Mon cher ami, vous êtes l’homme le plus exact et le plus essentiel que je connaisse ; c’est une louange qu’il faut toujours vous donner. Je suis également sensible à vos soins et à votre exactitude.
J’ai reçu une lettre bien singulière du prince royal de Prusse. Je vous en enverrai une copie(1). Il m’écrit comme Julien écrivait à Livanius. C’est un prince philosophe ; c’est un homme, et par conséquent, une chose bien rare. Il n’a que vingt-quatre ans ; il méprise le trône et les plaisirs, et n’aime que la science et la vertu. Il m’invite à le venir trouver ; mais je lui mande qu’on ne doit jamais quitter ses amis pour des princes, et je reste à Cirey. Si Gresset va à Berlin, apparemment qu’il aime moins ses amis que moi. J’ai envoyé à notre ami Thieriot la réponse (2) de Libanius à Julien ; il doit vous la communiquer. Vous aurez incessamment la préface, ou plutôt l’avertissement de Linant (3), puisque ni vous ni Thieriot n’avez voulu faire la préface de la Henriade. Continuez, mon cher ami, à m’écrire ces lettres charmantes qui valent bien mieux que des préfaces. Embrassez pour moi les Crébillon, les Bernard, et les La Bruère. Adieu.
1 – C’est la première lettre de Frédéric à Voltaire. (G.A.) – Voir ci-dessous. (*)
2 – La réponse de Voltaire lui-même. (G.A.) – Voir ci-dessous. (*)
3 – Pour la Henriade. (G.A.)
(*)
LETTRE DU PRINCE ROYAL A VOLTAIRE.
A Berlin, 8 Août 1736. (1)
Monsieur, quoique je n’aie pas la satisfaction de vous connaître personnellement, vous ne m’en êtes pas moins connu par vos ouvrages.
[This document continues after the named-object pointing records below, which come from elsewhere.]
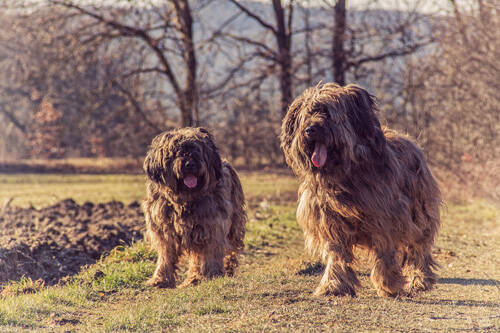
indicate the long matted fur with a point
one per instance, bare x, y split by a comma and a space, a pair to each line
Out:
361, 186
194, 206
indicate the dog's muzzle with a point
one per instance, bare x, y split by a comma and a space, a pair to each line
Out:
315, 137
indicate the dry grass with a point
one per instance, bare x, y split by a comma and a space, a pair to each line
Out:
273, 289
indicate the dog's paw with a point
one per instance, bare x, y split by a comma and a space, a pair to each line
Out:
160, 283
417, 285
190, 281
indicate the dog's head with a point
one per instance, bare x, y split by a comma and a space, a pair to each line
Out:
329, 128
186, 161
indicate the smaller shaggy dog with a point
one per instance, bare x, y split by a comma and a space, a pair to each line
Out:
361, 186
194, 206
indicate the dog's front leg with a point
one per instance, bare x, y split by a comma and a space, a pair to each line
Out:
166, 264
339, 279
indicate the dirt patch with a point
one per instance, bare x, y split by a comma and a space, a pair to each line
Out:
56, 241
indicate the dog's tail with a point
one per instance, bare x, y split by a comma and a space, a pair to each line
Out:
238, 225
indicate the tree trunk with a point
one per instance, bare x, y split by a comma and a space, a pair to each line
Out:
338, 52
284, 40
189, 105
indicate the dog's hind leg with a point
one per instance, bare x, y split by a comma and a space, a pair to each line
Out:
386, 272
166, 264
418, 265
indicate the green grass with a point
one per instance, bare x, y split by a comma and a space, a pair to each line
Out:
273, 288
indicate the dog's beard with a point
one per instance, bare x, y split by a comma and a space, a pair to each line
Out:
319, 155
190, 180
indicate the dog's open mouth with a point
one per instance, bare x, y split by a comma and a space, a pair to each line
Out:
190, 180
319, 154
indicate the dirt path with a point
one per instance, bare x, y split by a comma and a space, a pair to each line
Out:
57, 241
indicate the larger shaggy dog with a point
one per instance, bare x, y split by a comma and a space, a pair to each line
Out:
194, 206
361, 186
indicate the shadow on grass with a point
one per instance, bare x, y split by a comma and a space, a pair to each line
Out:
470, 282
465, 302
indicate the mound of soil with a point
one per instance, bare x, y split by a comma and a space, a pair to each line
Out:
56, 241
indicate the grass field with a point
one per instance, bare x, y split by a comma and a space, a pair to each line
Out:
273, 288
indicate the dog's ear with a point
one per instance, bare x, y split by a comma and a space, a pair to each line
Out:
361, 113
211, 152
157, 161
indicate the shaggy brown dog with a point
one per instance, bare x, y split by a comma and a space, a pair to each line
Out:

Ce sont des trésors d’esprit, si l’on peut s’exprimer ainsi, et des pièces travaillées avec tant de goût, de délicatesse et d’art, que les beautés en paraissent nouvelles chaque fois qu’on les relit. Je crois y avoir reconnu le caractère de leur ingénieux auteur, qui fait honneur à notre siècle et à l’esprit humain. Les grands hommes modernes vous auront un jour l’obligation, et à vous uniquement, en cas que la dispute, à qui d’eux ou des anciens la préférence est due, vienne à renaître, que vous ferez penchez la balance de leur côté.
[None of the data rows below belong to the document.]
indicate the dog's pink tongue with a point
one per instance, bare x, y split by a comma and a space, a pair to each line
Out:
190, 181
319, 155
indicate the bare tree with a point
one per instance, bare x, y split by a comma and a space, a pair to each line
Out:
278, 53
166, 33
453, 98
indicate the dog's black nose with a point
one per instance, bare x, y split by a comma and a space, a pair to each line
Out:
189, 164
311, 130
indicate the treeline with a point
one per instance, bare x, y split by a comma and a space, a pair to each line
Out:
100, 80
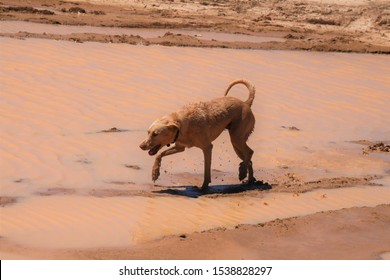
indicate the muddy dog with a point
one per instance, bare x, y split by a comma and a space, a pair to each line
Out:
199, 124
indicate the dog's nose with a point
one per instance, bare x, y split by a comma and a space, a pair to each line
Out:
143, 146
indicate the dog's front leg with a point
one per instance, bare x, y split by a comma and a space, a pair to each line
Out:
207, 151
157, 163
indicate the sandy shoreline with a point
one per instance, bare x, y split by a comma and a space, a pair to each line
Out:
75, 185
304, 25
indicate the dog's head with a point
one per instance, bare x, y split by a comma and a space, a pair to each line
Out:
162, 132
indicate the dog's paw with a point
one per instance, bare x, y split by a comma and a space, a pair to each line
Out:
155, 173
242, 171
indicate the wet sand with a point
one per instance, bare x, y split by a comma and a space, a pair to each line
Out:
75, 185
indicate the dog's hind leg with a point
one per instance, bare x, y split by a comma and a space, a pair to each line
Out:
245, 153
207, 151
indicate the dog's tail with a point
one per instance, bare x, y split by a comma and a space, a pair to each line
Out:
249, 86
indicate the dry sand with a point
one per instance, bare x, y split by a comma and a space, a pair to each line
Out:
75, 185
346, 26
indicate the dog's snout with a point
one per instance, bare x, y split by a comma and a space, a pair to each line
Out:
143, 146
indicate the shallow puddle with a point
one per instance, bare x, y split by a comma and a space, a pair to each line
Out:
79, 222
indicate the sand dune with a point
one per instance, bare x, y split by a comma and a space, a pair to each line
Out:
74, 184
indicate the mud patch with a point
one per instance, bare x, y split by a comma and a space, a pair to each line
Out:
291, 182
381, 146
56, 191
7, 200
28, 10
116, 193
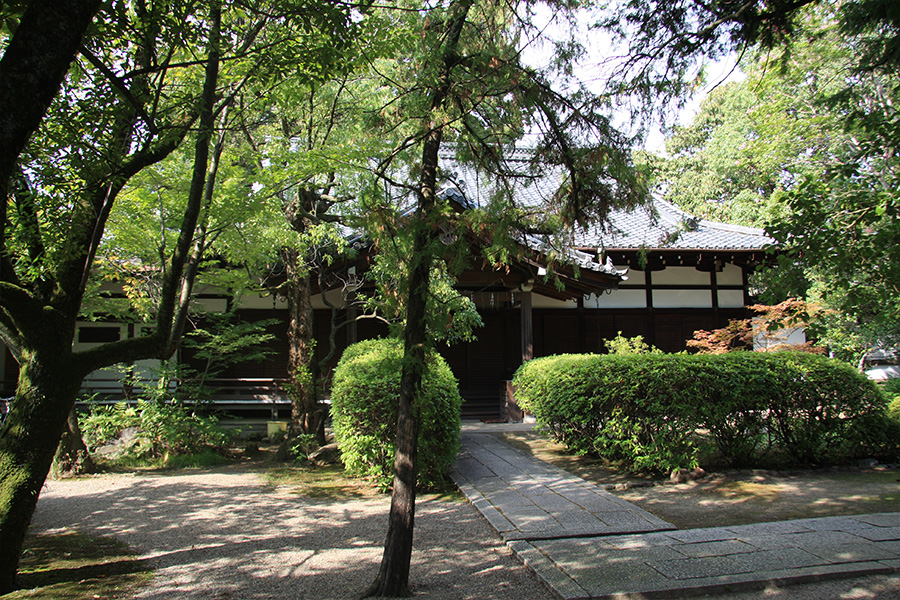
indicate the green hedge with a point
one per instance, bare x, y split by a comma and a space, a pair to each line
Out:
661, 412
364, 413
Vous ajoutez à la qualité d’excellent poète une infinité d’autres connaissances qui, à la vérité, ont quelque affinité avec la poésie, mais qui ne lui ont été appropriées que par votre plume. Jamais poète ne cadença des pensées métaphysiques : l’honneur vous en était réservé le premier. C’est ce goût que vous marquez dans vos écrits pour la philosophie, qui m’engage à vous envoyez la traduction que j’ai fait faire de l’accusation et de la justification du sieur Wolf, le plus célèbre philosophe de nos jours, qui, pour avoir porté la lumière dans les endroits les plus ténébreux de la métaphysique, et pour avoir traité ces difficiles matières d’une manière aussi relevée que précise et nette, est cruellement accusé d’irréligion et d’athéisme (2). Tel est le destin des grands hommes ; leur génie supérieur les expose toujours aux traits envenimés de la calomnie et de l’envie.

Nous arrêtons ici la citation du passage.